Running Vista on Flash

Korean vendors are releasing large and fast flash chips and prospect to introduce units up to 100GB in the foreseeable future. Speculations float around on notebooks running on these flash devices in place of hard disks. Many are concerned about the performance and writing cycles of these units once used in full-fledged Windows Vista instead of Windows CE. I'm thinking it's well time to revise NTFS for this trend. An FS running on solid state should be designed with these in mind:
  • Caching
  • Shuffling
  • Striping
  • No defragging at all
Caching is nothing new as all modern systems have been designed with it. We may just balance the depth of caching and data integrity in case of crash/power failure. I especially like the mechanism in RAID controllers. They have tons of memory on board with a little battery. During a crash or power failure, the battery holds the cache in place and the onboard firmware flushes the cache during next initialization. We may do something like this, either software based for the whole FS, or hardware based for at lease the most write-intensive portion (MFT, etc., maybe).
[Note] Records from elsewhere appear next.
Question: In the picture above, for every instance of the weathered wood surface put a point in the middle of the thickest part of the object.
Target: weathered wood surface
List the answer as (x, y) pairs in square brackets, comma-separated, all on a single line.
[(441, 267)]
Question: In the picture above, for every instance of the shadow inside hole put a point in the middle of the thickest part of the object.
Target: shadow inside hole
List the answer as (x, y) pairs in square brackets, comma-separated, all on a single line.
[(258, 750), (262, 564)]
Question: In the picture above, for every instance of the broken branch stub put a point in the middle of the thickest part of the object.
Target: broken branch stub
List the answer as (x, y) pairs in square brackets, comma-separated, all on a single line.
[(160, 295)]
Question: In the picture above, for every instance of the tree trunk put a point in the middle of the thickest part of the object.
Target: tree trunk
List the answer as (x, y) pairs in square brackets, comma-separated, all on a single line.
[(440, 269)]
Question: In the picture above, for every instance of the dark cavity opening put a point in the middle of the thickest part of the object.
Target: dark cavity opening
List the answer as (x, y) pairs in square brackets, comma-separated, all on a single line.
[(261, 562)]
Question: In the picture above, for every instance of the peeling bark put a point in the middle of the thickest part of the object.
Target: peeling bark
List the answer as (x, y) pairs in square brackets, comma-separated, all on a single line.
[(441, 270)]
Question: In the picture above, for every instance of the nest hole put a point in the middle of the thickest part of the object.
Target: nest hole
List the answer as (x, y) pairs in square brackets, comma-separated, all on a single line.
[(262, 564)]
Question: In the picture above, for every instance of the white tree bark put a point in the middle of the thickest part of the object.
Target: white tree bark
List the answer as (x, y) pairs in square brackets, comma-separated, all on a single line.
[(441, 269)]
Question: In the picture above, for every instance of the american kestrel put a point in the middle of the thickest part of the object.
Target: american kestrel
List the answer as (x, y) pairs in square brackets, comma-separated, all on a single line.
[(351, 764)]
Shuffling is critical to prevent flash to be worn out unevenly too fast. A simple implementation I can think of is making all the free space blocks a sequential queue. When even any block is being over-written, instead of just over-writing it, first release it into the free blocks queue, and request another block from the queue. This could shuffle the writing efficiently. And, the queue itself along with other fundamental FS structures need shuffling too. Maybe we might just use the same approach when updating the FS structure itself. We might end up in a roaming and crawling MFT as well. Speaking of striping across multiple chip banks, I doubt flash unit manufactures are doing that already in high-speed cards. Anyway, it’s very easy to implement either in hardware or driver level. Defragging is no longer needed. Flash devices are true random access memory compared to disks as sequential-random hybrid. Anything in FS design to reduce fragments in the trade off of complexity, (computational) intensity, and most importantly unevenly worn out can be disable. The resulting FS maybe an NTFS variation, or a driver/filter beneath it. And it may write blocks in a fashion that resemble a transactional database.